Guitar and music people can you guys try eli5 tone or just really how to get a Deftones tone because I’ve been learning my own summer I dont really get what I’m doing wrong(?) Nor do I understand like what I’m doing right either because I’ve just been hearing people like literally use gibberish to explain knobs and stuff I just need a straightforward like answer answer and not a historic depiction of what I should be doing with the knobs and my amp and etc.
In: Other
r/Guitar
…. You generally need certain gear to ‘nail’ certain sounds.
Have a look what gear the deftones guitar player uses on UberProAudio.
Check what tuning the song is in, as well.
You can scoop the mids on your current amp, and turn the treble and bass up to 6 or 7.
Then turn the distortion up to about 8.
If you want to have an specific guitar tone then it helps to know what is the rig the guitarist of that band had. What distortion he used, did he use some reverb, delay, chorus maybe, etc. Also the amplifier or the cabinet helps to it. Anyways maybe you don’t have the money to buy the specific stuff he had but you can make an idea just looking what effects he used and try to find pedals with similar sonic characteristics.
Guitar tone is basically the sum of the guitar itself, pedals and the amplifier or cabinet.
Guitar tone is _complex_.
To give you a quick ELI5, you could say reproducing a guitar tone is the same principle as trying to reproduce a food recipe from scratch.
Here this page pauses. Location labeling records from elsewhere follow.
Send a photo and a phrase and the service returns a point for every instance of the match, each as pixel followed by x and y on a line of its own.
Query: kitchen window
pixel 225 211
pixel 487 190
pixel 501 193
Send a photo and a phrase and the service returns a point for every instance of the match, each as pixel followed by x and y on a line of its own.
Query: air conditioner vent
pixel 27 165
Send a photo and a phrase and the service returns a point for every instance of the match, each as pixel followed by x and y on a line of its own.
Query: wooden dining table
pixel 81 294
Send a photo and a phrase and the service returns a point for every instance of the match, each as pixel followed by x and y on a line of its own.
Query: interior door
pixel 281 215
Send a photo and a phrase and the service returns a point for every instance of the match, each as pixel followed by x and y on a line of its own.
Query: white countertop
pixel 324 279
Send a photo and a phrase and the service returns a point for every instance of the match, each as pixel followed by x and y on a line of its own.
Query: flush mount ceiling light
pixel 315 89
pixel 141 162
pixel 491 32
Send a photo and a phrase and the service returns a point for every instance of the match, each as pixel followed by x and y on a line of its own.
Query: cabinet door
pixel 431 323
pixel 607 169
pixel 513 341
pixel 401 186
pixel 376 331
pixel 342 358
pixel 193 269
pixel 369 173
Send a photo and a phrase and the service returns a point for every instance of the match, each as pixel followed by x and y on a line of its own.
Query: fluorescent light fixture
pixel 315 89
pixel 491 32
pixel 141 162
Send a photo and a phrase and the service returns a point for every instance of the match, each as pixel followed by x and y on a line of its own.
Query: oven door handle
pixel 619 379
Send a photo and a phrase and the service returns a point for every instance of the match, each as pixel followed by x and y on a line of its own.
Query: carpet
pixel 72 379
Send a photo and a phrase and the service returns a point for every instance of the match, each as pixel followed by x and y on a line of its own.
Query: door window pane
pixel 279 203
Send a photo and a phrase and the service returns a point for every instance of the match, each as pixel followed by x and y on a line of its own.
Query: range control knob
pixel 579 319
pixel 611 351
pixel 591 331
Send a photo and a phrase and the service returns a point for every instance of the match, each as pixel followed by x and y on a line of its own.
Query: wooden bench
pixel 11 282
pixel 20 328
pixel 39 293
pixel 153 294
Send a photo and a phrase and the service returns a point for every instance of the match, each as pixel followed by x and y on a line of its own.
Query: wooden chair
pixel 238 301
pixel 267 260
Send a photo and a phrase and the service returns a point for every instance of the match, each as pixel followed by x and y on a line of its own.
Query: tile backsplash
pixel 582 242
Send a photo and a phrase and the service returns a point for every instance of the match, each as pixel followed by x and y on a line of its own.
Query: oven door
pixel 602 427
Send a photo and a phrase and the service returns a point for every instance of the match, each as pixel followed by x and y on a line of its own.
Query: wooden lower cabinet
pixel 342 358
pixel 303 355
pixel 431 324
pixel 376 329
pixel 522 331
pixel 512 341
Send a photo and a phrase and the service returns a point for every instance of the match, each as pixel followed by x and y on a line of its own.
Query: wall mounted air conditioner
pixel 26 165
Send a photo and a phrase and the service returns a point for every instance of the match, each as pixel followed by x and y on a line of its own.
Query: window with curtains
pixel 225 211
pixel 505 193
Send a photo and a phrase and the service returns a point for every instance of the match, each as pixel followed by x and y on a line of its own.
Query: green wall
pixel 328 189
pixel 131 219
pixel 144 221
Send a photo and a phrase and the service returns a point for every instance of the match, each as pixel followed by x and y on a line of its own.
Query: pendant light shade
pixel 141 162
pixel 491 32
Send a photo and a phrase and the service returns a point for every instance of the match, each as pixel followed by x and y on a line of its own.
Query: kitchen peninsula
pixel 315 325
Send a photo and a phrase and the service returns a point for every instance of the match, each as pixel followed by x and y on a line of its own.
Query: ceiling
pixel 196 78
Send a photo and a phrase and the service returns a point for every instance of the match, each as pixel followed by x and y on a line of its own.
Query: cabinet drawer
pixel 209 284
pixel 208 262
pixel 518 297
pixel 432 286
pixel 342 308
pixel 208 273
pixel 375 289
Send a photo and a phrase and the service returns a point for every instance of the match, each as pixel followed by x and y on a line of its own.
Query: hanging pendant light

The closest you want to get to the original flavor/texture, the more energy and trial-and-error you’ll need.
To illustrate, people can go to extreme lengths to get the same guitar tone as one heard on records.
For instance, [that guy](https://www.youtube.com/watch?v=XJmAj6KoeyY) to reproduce the sound of the Beatles’ *Let It Be* guitar solo had to deal with:
– Guitar model (Epiphone Casino), including knob settings;
– Amplifier model (Fender Twin Reverb), including settings (bass, treble, reverb, …);
– Fuzz pedal;
– Microphone (Neumann U67), including position relative to the amplifier;
– Pre-amplification settings;
– Equalization curve.
But to get back to the original food analogy, you don’t have to try to copy the Big Mac — you can instead come up with a burger that’s closer to what you like, and if it means a different brand of pickles, so what.
If you want to mimic guitar tones the easiest/cheapest way is to plug your guitar into your computer and use a tone modeller (some free ones out there). Downside is that your tied to a computer and have to buy an audio interface.
If you want to do this through an amp you could get a tone modelling pedal, but these can be expensive. One I use is the amplitude tonex.